Having a portion of our taxes go to protect our natural resources, including game and wildlife, is money well spent when it’s done through the state’s Department of Natural Resources. The public can, on a regular basis, weigh in on how these dollars are to be spent, and research how they were spent. That’s not the case with Legacy Amendment dollars.

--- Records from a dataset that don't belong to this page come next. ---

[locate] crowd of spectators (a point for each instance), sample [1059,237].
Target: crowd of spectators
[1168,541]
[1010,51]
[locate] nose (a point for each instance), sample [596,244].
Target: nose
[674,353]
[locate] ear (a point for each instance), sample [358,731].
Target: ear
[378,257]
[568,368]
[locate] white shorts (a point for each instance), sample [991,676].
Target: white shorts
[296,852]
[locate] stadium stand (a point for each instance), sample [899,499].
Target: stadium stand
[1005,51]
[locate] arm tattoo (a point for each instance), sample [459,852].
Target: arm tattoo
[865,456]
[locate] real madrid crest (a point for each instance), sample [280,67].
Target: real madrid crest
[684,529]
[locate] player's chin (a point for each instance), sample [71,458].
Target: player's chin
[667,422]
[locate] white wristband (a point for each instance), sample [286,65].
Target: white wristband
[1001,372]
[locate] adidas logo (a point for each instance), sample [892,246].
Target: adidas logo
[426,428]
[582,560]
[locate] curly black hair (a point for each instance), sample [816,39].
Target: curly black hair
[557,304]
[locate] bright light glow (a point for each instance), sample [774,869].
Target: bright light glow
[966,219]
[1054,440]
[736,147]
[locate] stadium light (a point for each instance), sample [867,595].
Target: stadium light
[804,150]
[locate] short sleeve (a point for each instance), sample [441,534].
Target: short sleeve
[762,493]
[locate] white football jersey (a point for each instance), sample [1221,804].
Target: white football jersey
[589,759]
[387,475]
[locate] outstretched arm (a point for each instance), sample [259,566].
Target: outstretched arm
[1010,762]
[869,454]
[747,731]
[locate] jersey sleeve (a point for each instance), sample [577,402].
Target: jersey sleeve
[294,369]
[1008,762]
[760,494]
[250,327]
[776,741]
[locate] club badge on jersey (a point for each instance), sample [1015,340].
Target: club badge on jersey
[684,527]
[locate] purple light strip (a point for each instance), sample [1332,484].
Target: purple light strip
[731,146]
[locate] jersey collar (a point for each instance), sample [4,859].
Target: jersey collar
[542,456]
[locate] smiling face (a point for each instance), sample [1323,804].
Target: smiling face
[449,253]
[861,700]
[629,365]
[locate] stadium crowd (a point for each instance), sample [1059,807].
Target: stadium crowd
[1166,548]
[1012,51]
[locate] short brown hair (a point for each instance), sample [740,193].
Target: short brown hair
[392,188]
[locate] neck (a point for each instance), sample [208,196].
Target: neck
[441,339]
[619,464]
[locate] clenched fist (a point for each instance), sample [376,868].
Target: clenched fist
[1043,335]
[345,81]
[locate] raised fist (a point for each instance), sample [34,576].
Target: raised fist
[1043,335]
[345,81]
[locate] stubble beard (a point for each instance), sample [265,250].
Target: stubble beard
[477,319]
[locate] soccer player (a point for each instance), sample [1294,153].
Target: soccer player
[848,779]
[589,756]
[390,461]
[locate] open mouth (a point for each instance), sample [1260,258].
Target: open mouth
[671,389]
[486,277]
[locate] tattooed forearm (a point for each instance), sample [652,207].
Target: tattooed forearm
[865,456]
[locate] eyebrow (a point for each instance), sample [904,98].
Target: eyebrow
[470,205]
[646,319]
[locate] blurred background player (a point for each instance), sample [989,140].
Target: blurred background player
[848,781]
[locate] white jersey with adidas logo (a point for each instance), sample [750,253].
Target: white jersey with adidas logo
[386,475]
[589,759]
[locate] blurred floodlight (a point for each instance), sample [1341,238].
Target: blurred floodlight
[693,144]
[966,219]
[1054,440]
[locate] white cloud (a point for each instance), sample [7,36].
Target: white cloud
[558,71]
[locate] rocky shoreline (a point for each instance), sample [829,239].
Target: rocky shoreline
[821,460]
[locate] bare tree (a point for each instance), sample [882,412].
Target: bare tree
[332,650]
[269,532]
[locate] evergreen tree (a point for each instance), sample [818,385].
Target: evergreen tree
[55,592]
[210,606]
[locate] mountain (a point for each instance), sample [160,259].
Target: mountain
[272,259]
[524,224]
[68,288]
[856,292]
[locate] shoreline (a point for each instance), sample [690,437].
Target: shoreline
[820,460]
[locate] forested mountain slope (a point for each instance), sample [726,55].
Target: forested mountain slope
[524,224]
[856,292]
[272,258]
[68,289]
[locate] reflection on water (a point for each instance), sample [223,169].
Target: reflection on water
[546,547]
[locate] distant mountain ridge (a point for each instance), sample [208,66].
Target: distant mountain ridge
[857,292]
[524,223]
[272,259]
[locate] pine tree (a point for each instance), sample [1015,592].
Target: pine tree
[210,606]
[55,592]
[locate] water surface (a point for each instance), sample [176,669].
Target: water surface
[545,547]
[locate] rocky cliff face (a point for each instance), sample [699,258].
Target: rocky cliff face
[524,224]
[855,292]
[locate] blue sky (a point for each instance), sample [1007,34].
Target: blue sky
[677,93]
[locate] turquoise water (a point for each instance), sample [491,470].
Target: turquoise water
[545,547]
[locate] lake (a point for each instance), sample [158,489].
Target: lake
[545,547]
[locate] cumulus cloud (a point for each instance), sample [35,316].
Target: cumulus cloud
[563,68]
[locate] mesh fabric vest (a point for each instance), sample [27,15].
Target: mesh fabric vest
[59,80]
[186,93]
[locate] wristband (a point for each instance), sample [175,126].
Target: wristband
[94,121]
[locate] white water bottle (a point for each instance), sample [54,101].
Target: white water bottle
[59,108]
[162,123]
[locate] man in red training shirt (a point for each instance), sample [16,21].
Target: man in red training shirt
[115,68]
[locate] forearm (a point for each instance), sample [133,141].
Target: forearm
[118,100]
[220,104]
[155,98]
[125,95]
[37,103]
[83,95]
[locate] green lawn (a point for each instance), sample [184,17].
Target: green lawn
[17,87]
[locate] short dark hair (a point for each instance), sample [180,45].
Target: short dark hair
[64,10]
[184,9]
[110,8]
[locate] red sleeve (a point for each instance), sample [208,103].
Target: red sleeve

This might seem like ruffled feathers, much ado about nothing, but I think there’s enough here to cry foul. Spending $45 million to ensure that an extremely small percentage of our state’s population can enjoy a sport? It makes me wonder what else is going on with the Legacy Amendment, which, when all is said and done, will raise and spend $7 billion over 25 years. This is why our cover story this month digs into what’s really going on with the amendment. The conclusion: Nobody’s really keeping track enough to say. “Pheasantgate” is among the story’s findings. Averaged, pheasant habitat has been getting about $10 million a year, which could be better spent by:
“Legacy” is a challenging concept to impose on the masses. It assumes a select few can determine what the majority’s desired legacy is to be. It’s a noble endeavor. The problem here is that what’s been set up for Minnesota’s legacy seems far different from what our legacy really is, and was.
The amendment focuses on things like theater, habitat for animals, arts programs, clean water and the like. Historically, however, our legacy has been one of focused on people: ensuring the best educational opportunities for all children, helping the disadvantaged get ahead, helping others in need …
Areas served by the Legacy Amendment are important—we all benefit from clean water. But they’re already, or could instead be, receiving support through other already established, accountable resources. Meanwhile, imagine what $7 billion could do to really protect Minnesota’s legacy, if only there were proper planning, oversight, transparency and reporting to ensure it serves everyone’s best interests rather than special interests.